Jailed for raping woman while she slept on sofa bed

A Cavanman who raped an acquaintance while she slept after the woman got into the bed beside him fully clothed has been jailed for six years.

Paul Clarke (40) had denied a charge of rape but was convicted by a jury following a trial at the Central Criminal Court. He claimed the woman was making up the allegation because she was looking for money having learned that he had received an inheritance.

Clarke of Muff, Kingscourt, Cavan, was found guilty by a jury of raping the woman after a night out in Meath on February 11, 2007, following a trial last October. It was the second trial to take place after a jury was unable to agree on a verdict in the first trial.

The woman, then aged 22 years, was asleep in her friend's house after a night out with Clarke when she woke up to find him raping her. She told the court she spent years trying to suppress what had happened before receiving counselling. She went to gardaí in 2017.

Edward Doocey BL, prosecuting, told the court on Monday that the woman was happy for Clarke to be named in reporting the case so long as it does not lead to her identification as she wants to retain her anonymity.

Sentencing him this week, Ms Justice Karen O’Connor noted that the woman believed Clarke was clothed when she decided to get into the bed beside him.

She said the woman herself was fully clothed but awoke later to find Clarke raping her.

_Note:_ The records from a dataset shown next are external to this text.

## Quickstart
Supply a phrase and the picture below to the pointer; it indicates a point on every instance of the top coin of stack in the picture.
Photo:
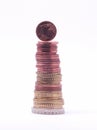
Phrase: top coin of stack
(47, 95)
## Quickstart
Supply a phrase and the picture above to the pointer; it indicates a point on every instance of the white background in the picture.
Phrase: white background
(76, 22)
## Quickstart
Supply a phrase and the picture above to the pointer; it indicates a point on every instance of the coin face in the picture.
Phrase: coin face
(46, 31)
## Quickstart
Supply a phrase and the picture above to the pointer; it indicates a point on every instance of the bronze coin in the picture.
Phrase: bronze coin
(46, 31)
(47, 88)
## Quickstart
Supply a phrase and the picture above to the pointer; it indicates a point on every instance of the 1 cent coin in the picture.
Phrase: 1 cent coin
(46, 31)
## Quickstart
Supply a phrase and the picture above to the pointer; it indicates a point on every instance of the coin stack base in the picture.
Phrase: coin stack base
(48, 111)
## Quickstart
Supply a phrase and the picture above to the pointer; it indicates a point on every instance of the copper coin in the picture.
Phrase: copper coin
(42, 43)
(46, 31)
(47, 88)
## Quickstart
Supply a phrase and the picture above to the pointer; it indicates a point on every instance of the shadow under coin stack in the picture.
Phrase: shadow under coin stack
(47, 95)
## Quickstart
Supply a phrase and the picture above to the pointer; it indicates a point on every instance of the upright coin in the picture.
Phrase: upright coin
(46, 31)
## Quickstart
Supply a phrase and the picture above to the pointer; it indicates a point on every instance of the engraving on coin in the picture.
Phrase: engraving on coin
(46, 31)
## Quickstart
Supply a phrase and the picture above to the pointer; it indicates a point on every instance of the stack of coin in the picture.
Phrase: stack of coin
(48, 89)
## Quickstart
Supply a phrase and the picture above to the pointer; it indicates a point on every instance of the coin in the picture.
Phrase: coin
(46, 31)
(48, 88)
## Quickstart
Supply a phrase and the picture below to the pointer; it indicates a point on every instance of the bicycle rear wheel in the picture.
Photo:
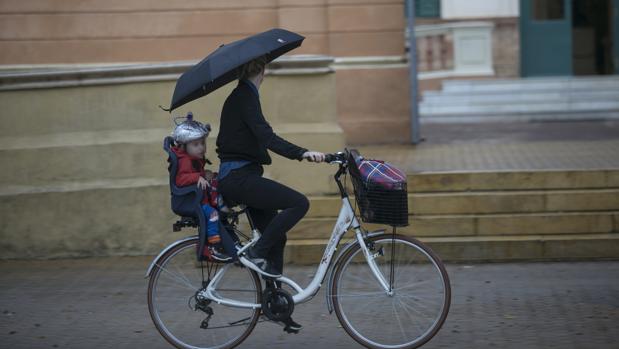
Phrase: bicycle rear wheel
(178, 311)
(415, 311)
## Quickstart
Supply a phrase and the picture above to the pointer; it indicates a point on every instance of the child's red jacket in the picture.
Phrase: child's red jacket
(190, 169)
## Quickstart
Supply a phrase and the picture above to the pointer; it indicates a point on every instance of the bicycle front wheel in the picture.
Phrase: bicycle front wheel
(407, 317)
(187, 320)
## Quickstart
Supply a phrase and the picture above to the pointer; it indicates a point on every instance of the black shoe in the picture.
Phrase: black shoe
(218, 255)
(291, 326)
(258, 264)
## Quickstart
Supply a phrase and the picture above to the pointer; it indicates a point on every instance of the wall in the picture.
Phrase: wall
(85, 173)
(74, 31)
(456, 9)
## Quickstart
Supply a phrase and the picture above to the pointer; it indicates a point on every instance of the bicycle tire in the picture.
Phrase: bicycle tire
(343, 261)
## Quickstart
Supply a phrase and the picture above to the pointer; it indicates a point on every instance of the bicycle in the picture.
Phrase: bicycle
(208, 304)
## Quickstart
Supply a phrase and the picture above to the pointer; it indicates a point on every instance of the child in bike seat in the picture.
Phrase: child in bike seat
(190, 138)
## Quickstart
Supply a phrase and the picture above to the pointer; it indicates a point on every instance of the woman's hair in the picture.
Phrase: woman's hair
(252, 68)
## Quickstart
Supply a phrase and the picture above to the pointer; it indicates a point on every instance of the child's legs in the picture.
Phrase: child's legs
(212, 224)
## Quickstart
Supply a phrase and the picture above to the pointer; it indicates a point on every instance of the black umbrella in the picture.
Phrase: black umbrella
(221, 66)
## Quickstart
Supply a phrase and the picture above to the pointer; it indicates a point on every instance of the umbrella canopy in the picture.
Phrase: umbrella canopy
(221, 66)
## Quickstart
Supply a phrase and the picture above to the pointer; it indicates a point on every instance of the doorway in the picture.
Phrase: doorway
(592, 37)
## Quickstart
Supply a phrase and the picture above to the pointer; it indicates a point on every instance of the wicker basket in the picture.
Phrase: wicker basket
(378, 202)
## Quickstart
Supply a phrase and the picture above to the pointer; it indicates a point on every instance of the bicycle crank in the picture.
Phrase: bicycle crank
(277, 304)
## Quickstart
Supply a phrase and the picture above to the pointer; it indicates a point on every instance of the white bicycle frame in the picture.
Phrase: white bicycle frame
(345, 220)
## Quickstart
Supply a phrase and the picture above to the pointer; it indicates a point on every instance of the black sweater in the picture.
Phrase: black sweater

Her shorts, underwear and tights were wrapped together and had been discarded by the bed. She told Clarke to stop and he did.

Ms Justice O’Connor said the woman should have felt safe and secure in her friend’s home on a sofa bed that she had slept in many times before but “instead she was violated”.

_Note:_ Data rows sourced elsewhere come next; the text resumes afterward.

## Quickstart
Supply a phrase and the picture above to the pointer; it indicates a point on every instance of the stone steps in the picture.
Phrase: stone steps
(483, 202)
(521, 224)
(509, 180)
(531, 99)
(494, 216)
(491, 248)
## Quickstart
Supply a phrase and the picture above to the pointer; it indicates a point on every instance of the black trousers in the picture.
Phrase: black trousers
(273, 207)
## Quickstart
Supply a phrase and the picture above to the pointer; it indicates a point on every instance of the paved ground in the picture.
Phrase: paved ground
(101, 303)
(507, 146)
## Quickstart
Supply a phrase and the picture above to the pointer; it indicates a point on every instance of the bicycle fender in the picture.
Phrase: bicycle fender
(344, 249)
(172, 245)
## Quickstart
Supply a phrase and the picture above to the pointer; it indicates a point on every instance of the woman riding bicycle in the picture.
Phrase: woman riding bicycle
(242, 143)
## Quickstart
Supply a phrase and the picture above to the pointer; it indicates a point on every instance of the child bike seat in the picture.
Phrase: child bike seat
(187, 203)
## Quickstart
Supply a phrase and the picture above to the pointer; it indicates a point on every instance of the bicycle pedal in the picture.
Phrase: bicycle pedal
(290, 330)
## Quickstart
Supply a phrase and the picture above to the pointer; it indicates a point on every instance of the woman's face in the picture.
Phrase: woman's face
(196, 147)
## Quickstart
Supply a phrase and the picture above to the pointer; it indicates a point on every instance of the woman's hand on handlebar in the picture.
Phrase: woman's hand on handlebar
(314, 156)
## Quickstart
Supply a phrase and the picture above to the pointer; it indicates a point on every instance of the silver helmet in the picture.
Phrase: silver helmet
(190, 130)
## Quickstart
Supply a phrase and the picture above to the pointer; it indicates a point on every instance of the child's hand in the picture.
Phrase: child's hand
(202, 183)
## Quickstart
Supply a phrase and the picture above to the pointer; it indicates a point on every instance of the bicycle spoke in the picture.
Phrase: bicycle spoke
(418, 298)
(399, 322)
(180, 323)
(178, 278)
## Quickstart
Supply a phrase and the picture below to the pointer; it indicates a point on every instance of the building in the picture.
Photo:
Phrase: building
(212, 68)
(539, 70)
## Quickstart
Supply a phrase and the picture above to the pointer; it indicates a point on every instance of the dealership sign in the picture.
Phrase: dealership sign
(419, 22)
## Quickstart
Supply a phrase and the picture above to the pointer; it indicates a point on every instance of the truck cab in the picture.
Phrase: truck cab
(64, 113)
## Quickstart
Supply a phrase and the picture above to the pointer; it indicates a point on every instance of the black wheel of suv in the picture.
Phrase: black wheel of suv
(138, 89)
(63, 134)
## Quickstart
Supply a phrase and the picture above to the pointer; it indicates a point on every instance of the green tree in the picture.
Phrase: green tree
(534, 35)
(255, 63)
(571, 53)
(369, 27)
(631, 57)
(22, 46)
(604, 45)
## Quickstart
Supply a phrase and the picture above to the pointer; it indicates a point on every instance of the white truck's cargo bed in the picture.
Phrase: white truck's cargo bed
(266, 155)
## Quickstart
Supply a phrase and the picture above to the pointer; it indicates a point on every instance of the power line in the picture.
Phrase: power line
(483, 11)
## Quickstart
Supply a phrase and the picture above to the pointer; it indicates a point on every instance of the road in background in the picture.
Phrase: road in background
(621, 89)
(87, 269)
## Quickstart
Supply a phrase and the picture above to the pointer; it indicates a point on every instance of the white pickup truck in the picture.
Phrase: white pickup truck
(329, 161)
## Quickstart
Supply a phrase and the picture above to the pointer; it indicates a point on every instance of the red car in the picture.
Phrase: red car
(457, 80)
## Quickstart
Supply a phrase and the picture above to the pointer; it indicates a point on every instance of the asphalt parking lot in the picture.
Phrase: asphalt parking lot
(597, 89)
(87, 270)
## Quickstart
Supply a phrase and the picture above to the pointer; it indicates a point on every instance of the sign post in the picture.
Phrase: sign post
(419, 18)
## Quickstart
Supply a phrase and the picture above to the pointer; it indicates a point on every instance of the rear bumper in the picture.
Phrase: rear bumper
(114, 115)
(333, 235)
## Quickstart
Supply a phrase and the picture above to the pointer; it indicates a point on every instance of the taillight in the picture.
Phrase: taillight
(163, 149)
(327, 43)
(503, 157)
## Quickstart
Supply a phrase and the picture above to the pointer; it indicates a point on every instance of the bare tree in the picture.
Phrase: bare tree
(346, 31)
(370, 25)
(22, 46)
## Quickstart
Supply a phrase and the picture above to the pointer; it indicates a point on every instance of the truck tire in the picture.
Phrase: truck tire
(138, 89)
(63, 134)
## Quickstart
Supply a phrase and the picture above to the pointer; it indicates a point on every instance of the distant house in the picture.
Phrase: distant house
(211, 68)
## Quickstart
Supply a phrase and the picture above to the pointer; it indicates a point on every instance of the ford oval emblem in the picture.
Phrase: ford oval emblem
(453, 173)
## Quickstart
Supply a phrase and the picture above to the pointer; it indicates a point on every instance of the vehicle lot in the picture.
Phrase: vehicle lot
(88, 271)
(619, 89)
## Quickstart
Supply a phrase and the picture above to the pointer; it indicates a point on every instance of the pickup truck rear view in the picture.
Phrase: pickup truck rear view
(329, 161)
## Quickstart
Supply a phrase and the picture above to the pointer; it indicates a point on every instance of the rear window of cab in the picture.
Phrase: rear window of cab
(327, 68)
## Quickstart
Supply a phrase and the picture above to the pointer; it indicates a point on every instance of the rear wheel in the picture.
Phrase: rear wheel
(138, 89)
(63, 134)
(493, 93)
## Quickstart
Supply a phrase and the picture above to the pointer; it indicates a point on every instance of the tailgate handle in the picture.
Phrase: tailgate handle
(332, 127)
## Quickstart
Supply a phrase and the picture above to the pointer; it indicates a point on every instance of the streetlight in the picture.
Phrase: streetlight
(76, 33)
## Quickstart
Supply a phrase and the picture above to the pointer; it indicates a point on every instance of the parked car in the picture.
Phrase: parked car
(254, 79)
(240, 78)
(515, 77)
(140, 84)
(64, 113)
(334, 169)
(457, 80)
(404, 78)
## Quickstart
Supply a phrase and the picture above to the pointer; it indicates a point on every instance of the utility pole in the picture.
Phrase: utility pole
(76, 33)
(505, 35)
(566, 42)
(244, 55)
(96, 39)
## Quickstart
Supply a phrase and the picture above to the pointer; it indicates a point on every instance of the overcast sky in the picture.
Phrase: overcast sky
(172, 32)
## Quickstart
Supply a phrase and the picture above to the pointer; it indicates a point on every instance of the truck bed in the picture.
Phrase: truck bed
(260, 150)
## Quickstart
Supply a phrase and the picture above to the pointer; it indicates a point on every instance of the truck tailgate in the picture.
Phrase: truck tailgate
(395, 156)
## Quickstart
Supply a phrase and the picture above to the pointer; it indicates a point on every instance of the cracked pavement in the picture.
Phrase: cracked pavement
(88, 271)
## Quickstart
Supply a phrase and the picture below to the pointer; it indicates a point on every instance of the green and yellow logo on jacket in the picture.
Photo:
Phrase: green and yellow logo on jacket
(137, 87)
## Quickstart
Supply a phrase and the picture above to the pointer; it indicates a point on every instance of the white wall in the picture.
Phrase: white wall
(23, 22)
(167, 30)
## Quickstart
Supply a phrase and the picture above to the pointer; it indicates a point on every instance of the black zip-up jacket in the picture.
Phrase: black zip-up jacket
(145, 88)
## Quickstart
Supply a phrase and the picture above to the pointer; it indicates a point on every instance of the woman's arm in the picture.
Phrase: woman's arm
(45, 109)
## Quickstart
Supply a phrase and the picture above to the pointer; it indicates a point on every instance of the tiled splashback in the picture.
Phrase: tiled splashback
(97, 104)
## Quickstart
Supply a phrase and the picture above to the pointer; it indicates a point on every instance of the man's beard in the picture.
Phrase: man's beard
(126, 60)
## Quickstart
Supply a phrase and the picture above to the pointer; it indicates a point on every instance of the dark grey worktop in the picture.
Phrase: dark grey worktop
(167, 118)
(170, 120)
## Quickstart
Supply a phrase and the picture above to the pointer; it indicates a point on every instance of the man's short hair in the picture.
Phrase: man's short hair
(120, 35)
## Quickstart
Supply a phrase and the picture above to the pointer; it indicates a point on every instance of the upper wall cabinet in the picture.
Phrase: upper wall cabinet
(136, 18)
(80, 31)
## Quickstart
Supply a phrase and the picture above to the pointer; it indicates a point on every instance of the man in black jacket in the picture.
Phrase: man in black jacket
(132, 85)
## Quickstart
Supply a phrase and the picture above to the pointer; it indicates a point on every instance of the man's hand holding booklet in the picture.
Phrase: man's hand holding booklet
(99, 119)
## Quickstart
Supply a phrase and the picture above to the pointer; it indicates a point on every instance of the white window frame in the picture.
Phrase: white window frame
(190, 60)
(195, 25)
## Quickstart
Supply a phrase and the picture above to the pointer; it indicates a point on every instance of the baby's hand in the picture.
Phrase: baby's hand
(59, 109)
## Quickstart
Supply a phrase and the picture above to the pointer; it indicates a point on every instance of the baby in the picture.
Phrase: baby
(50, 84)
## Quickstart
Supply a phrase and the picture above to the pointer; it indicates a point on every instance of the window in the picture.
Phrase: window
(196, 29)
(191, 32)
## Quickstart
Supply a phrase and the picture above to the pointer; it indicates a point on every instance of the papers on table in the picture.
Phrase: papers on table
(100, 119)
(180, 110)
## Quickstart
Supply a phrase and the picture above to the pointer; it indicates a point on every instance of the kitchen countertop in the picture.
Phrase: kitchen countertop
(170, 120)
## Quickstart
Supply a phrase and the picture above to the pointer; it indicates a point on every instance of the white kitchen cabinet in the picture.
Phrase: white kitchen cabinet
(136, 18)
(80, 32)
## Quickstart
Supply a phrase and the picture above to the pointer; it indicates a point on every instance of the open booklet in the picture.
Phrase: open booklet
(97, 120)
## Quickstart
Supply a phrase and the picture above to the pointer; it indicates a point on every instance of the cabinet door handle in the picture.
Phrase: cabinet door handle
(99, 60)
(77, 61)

She noted from the victim impact statement that the woman later developed patterns of emotional eating and suffered from anxiety. She was prescribed medication and attended counselling.

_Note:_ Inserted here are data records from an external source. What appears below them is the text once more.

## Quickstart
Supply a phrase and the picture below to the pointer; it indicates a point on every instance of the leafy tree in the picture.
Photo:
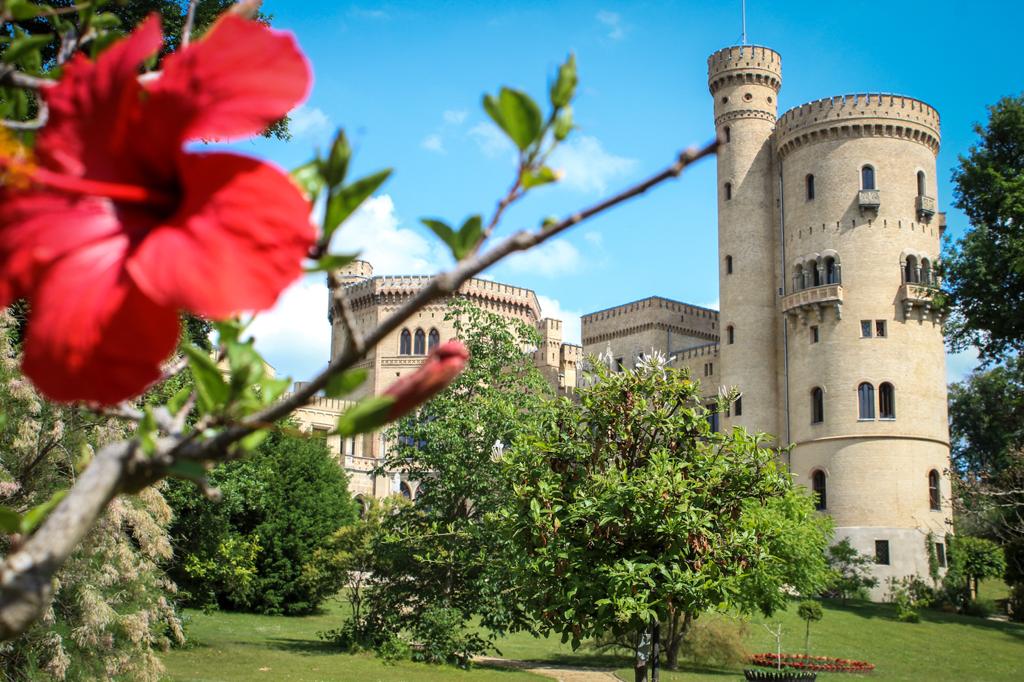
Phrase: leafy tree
(985, 272)
(111, 609)
(628, 509)
(972, 560)
(435, 555)
(250, 551)
(851, 571)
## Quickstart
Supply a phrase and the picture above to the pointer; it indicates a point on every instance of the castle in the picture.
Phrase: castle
(827, 242)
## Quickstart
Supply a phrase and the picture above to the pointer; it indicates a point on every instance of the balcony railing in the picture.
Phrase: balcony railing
(926, 207)
(869, 199)
(921, 297)
(815, 299)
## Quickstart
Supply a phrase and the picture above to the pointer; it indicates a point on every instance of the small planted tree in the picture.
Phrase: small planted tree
(628, 510)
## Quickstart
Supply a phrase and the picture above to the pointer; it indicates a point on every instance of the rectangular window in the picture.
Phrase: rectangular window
(882, 552)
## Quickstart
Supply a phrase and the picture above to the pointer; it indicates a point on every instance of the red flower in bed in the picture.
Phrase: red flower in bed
(114, 227)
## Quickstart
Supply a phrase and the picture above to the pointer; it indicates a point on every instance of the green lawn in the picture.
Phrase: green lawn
(943, 646)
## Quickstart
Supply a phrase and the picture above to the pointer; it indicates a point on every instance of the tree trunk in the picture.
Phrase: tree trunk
(655, 649)
(679, 626)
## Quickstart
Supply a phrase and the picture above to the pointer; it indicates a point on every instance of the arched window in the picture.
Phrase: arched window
(934, 496)
(820, 492)
(911, 271)
(887, 401)
(865, 400)
(832, 271)
(817, 406)
(867, 177)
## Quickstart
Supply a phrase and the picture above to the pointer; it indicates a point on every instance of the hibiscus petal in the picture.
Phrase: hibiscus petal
(94, 108)
(238, 240)
(236, 81)
(93, 335)
(39, 227)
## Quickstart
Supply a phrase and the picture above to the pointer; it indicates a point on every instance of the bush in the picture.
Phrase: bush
(251, 550)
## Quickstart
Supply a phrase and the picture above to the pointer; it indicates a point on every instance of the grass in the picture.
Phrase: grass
(942, 646)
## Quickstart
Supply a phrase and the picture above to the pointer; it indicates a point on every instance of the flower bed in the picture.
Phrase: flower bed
(803, 662)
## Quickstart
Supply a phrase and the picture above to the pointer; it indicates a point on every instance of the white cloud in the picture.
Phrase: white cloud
(613, 22)
(308, 121)
(491, 140)
(550, 307)
(454, 117)
(295, 336)
(588, 167)
(551, 259)
(958, 366)
(433, 142)
(375, 230)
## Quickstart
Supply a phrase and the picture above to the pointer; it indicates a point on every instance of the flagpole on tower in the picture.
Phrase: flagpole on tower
(742, 9)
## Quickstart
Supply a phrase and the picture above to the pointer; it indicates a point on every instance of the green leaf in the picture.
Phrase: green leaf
(469, 236)
(536, 178)
(332, 262)
(187, 469)
(516, 114)
(10, 520)
(344, 383)
(365, 416)
(564, 86)
(35, 516)
(22, 46)
(308, 177)
(334, 168)
(344, 203)
(212, 389)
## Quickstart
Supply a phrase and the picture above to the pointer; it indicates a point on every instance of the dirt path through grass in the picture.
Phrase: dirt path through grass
(560, 673)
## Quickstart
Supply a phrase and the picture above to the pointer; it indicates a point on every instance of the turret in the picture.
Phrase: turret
(744, 82)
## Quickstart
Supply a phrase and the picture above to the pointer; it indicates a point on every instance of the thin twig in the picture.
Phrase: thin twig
(189, 23)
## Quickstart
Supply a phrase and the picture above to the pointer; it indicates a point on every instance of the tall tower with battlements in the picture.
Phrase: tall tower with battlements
(744, 82)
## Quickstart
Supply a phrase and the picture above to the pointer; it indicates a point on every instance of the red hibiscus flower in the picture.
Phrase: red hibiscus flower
(114, 227)
(438, 370)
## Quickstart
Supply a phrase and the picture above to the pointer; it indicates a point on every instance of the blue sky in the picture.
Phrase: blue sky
(404, 79)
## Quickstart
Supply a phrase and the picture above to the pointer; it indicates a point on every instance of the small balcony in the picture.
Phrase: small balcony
(926, 207)
(815, 299)
(920, 297)
(869, 199)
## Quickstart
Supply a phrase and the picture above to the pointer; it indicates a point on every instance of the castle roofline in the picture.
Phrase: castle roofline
(649, 298)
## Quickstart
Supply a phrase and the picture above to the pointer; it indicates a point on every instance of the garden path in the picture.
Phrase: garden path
(560, 673)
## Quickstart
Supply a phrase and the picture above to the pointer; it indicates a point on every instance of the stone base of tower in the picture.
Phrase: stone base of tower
(907, 553)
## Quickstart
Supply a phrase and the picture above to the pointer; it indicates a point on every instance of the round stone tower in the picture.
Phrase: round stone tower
(744, 83)
(864, 358)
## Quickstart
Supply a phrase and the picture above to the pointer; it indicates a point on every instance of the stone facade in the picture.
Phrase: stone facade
(827, 243)
(371, 299)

Ms Justice O’Connor said the woman stated that she was looking for three things from Clarke - acknowledgement, an explanation and a sincere apology.

The judge said the woman had shown great dignity during the trial and sentence hearing and acknowledged that the woman had previously outlined that she was horrified to note that a member of Clarke’s legal team had been following her social media account.

She said the claim that the woman’s motivation behind the allegation was money was “unpleasant, hurtful and ugly”.

Ms Justice O’Connor said she had read all the defence material, including 15 character references and a psychologist's report, which outlined issues he has with his memory following a serious car accident in 2002.

The judge acknowledged that there had been consensual kissing earlier in the night but said it was her recollection from the trial that the woman indicated at that stage that she was not interested in anything further and the kissing ended at that point.

The judge also said she was “very conscious” of Clarke’s personal circumstances and his commitment to his young child and parents.

She set a headline sentence of seven and half years, which she reduced to six years, having taken into account the mitigating factors in the case. She also applied 18 months post release supervision and backdated the sentence to when Clarke first went into custody last December.

At the sentence hearing last December, the woman read from her victim impact statement.

She told the court she struggled with anxiety and depression for years in the wake of the rape. “It reached a point in 2017 when I wanted to drive my car into a ditch,” she said. When she eventually disclosed what had happened to her in counselling, she said it was a weight off her shoulders.

“I'm going to move forward with my life as a much happier person,” she said.

Ms Justice O'Connor thanked the woman in the case for her dignified manner throughout the court process, telling her: “You absolutely should have been safe in your friend's house.”